The fact that Beach is no longer a member of the NHLPA is of concern related to the portion of the independent review which was not made public. According to the NHLPA, “Cozen provided the board with several recommendations outlining new processes and resources the NHLPA should consider implementing” to ensure similar issues do not occur in future reporting of abuse and assault.

While Conrad believes the review was thorough, he does see the omission of these recommendations from the public announcement as a downfall.

“The key was the failure to release the recommendations made to the NHLPA's general counsel,” he wrote. “I think that would have been important and a way to gauge the thoughts of the law firm preparing the report.”

According to Conrad, the attention sexual abuse of athletes receives today compared to 2010 and a potential lack of procedures being “clearly delineated for dealing with these issues” should also be considered when examining the complexity of this process. Conrad, however, believes much more needs to be done by the NHLPA. “It would behoove the NHLPA to be more proactive about such matters, if it has not been already.”

It’s a perspective echoed by Dennie. Although the NHLPA appears to be using Beach’s status as a “former employee of an NHL organization unrelated to the union” as grounds for avoiding redress for Beach, or Aldrich’s subsequent victims, the need to act has never been more clear. That action includes releasing and acting upon the sequestered recommendations put forth by Cozen O’Connor to avoid future coverups.

“It all seems incredibly consistent with hockey culture in that sexual abuse gets covered up. The Blackhawks organization chose the Stanley Cup playoffs over caring for Beach at the time of the abuse (as alleged by Beach in his interview with Rick Westhead),” wrote Dennie.
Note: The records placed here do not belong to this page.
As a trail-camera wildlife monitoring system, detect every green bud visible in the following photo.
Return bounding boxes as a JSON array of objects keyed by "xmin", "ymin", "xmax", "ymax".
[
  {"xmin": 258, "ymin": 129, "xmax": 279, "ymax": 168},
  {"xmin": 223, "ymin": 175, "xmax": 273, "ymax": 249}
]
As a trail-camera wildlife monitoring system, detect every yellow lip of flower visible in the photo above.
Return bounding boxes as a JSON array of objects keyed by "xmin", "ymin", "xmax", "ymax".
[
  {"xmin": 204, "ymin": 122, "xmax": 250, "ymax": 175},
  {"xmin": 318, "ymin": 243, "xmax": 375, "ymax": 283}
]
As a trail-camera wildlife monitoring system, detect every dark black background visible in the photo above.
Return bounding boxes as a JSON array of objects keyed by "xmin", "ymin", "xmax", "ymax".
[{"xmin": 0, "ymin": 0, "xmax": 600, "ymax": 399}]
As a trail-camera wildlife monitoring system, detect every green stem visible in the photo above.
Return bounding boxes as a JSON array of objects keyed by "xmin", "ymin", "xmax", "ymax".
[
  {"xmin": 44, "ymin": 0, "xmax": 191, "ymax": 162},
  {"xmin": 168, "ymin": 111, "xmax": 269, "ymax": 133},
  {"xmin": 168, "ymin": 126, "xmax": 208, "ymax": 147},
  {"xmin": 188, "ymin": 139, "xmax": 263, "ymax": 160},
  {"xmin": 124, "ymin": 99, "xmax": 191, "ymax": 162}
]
“It remains in the best interest of the bargaining unit to act on these allegations,” Dennie continued. “This is perhaps why they have made recommendations on new processes and resources that the NHLPA should implement. They can claim they don’t owe Beach anything as a 'non-member' of the union, but they recognize that such allegations are serious, and they should do something to protect their 'actual' members moving forward.”

As Friedman concluded in his critique of the results, “It’s not good enough to shrug your shoulders and say, 'miscommunication and misunderstanding,' rather than any… systemic failure.”

When the NHLPA releases Cozen O’Connor’s recommendations for the future, perhaps the systemic processes and mechanisms for protecting players, and avoiding “miscommunication” and “misunderstanding” will become clear.